Manifold — $8M seed to secure autonomous AI agents at runtime
AI relevance: Coding agents and autonomous AI workers on endpoints bypass traditional EDR visibility because their normal activity (executing shells, calling APIs, reading codebases) already looks malicious — creating a gap that Manifold aims to fill with runtime agent-specific detection.
- Manifold closed an $8M seed led by Costanoa Ventures, with participation from Cherry Ventures, Rain Capital, and angel investors including ex-Uber CSO Joe Sullivan and ex-DeepMind CISO Vijay Bolina.
- The team previously built LLM Guard at Laiyer AI (acquired by Protect AI, later Palo Alto), the most widely adopted open-source LLM firewall.
- Manifold's core thesis: first-gen AI security (guardrails, classifiers, gateways) monitors text at the inference point and is blind to agentic actions — tool calls, filesystem access, CI/CD interactions.
- The platform provides runtime visibility into every agent in an environment: tools called, systems accessed, MCP server connections, with anomaly detection.
- Key market signal: 85% of developers already use coding agents (Copilot, Claude Code, Cursor), and agent adoption is expanding to every knowledge worker via Claude Cowork, OpenClaw, and similar tools.
- Developers already represent an EDR blind spot — their legitimate activity routinely gets security exceptions, and agents inherit those broad permissions.
- Manifold is agentless, deploys in days, and uses existing infrastructure — no proxies or gateways required.
- The company positions "Agentic AI Detection and Response" (AIDR) as a new category distinct from traditional endpoint security.
Why it matters
- Agent tool ecosystems (MCP servers, skills, plugins) are expanding faster than security controls. A single compromised agent action can cascade across production systems.
- Natural-language guardrails produce high false-positive rates and miss behavioral anomalies in agent execution — the exact gap Manifold targets.

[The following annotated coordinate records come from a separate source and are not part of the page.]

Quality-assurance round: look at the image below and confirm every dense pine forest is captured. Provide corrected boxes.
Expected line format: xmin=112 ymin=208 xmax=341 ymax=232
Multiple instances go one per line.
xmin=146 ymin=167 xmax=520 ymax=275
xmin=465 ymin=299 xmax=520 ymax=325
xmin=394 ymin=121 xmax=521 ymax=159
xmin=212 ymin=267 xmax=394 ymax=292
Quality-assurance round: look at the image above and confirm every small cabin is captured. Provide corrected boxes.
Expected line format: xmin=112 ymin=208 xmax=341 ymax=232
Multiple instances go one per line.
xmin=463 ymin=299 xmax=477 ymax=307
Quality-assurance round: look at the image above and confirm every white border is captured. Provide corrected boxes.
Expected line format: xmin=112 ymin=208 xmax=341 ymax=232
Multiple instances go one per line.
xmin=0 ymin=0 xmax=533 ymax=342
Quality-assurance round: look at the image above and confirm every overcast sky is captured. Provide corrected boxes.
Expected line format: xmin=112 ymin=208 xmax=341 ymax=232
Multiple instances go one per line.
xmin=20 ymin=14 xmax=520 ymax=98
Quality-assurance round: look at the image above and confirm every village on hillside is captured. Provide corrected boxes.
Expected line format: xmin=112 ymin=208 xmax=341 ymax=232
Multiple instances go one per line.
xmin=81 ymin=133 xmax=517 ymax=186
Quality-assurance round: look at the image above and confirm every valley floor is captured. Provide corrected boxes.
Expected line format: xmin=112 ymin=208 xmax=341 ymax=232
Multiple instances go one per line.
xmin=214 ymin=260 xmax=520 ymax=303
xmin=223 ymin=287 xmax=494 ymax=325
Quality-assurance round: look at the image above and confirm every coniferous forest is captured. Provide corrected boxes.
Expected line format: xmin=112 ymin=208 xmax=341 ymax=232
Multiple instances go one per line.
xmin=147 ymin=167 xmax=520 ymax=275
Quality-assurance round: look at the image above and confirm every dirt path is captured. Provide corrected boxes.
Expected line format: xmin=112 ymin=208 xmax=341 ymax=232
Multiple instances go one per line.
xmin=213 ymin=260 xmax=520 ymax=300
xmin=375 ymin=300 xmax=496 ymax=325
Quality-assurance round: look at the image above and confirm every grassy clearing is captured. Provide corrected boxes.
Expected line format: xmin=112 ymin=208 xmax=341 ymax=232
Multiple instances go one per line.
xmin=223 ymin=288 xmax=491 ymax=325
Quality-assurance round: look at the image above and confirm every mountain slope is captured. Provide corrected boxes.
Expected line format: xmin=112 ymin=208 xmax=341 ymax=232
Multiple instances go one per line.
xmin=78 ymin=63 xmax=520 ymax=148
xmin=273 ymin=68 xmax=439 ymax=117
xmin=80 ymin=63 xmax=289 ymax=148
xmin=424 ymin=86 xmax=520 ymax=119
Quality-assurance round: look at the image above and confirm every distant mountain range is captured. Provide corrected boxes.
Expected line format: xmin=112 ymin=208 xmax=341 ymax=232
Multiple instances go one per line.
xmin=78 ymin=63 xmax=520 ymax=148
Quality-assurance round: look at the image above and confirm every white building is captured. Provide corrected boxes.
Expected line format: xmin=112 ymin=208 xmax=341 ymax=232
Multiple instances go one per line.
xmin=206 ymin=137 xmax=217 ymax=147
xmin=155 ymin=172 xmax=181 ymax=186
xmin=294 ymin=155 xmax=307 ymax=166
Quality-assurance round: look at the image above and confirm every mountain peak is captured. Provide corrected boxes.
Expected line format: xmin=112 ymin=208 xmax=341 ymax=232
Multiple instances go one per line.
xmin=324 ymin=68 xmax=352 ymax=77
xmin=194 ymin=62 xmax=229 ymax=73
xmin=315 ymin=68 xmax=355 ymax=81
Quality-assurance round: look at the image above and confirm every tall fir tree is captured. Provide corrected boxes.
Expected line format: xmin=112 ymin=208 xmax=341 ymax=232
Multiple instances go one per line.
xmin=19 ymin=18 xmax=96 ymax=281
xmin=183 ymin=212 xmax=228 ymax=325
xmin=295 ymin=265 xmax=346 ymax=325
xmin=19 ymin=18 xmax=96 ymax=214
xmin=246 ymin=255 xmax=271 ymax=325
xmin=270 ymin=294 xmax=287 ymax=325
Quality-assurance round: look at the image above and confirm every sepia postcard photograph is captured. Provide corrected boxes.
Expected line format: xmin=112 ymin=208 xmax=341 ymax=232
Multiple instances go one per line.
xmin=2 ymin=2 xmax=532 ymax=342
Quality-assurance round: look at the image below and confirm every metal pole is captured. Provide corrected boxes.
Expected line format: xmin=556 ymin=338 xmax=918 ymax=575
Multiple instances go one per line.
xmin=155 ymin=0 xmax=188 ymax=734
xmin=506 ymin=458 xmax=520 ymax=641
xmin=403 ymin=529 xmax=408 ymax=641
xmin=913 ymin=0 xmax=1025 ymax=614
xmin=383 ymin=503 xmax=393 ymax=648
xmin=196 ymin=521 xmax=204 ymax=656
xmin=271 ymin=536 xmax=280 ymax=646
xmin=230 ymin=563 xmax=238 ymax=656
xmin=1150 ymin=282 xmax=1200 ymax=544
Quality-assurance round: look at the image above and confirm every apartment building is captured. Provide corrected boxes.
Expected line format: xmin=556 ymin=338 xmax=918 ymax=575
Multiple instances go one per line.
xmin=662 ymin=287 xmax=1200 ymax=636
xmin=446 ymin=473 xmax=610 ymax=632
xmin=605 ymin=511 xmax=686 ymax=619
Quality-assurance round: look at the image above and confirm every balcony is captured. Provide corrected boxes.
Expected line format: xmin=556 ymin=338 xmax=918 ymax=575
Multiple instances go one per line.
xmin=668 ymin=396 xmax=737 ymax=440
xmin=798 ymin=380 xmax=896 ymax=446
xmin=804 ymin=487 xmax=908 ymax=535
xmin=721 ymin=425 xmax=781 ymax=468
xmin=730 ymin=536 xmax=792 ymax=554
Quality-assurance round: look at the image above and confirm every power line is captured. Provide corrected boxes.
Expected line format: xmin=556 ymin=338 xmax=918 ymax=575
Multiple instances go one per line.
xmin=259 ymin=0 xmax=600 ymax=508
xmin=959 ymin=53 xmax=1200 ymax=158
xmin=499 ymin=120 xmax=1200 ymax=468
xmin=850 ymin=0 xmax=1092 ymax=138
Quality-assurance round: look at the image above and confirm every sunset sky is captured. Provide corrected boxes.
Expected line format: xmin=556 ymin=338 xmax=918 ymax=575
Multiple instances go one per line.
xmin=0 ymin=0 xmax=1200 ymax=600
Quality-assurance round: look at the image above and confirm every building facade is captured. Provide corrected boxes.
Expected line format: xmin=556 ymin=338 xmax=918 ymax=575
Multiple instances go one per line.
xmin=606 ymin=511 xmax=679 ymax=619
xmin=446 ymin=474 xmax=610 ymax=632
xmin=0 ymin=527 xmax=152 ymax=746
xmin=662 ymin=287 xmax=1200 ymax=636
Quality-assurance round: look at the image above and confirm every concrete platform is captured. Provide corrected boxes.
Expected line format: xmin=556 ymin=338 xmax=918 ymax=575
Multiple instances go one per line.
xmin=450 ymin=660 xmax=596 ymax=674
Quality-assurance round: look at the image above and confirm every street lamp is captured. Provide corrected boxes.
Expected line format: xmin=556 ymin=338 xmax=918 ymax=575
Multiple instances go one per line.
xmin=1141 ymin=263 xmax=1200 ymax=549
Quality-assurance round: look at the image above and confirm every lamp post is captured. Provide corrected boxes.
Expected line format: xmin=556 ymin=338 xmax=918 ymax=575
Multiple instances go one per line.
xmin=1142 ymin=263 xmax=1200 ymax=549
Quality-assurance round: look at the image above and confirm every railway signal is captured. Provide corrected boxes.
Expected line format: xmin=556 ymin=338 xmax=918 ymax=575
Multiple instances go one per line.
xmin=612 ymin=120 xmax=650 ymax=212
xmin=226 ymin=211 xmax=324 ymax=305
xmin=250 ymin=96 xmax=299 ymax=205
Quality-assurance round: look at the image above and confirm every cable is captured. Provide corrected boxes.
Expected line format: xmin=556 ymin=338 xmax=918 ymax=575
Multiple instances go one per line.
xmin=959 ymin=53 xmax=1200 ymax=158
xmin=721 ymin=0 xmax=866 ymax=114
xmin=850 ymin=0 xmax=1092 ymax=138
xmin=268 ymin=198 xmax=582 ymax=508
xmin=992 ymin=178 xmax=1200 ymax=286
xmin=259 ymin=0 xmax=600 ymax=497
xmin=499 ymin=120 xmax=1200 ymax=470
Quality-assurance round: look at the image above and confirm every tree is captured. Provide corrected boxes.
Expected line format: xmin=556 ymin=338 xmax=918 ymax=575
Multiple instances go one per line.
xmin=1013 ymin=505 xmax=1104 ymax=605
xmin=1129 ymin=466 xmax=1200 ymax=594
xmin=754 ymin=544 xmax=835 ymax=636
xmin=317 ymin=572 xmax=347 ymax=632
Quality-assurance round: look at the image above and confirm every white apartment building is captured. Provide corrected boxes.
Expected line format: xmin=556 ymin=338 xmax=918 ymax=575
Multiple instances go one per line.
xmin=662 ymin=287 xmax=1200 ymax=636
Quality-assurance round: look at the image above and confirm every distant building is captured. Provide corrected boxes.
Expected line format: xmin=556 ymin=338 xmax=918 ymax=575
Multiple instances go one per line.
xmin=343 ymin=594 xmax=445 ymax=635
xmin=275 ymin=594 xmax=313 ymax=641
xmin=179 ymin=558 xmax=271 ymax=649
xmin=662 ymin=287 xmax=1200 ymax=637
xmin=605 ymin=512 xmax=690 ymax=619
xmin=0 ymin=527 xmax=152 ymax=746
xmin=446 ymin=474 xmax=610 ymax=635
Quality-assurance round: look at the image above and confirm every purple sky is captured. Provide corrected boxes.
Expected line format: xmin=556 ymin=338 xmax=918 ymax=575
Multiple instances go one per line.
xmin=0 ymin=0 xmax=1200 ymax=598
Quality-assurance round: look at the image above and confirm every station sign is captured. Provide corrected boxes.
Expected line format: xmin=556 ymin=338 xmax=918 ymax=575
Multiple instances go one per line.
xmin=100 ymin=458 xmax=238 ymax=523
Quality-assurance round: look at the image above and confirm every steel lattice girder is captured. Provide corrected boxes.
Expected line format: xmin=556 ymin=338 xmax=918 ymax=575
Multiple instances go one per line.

- The $8M seed and heavyweight investor roster signal that agentic endpoint security is being treated as enterprise infrastructure, not a research project.
What to do
- Audit agent access: Inventory which agents run on endpoints, what permissions they hold, and what MCP servers/tools they connect to.
- Treat agents as privileged identities: Apply least-privilege and segment agent access to production, source code, and CI/CD pipelines.
- Evaluate runtime monitoring: If you run coding agents or autonomous workers at scale, assess tools that provide behavioral visibility beyond prompt/output logging.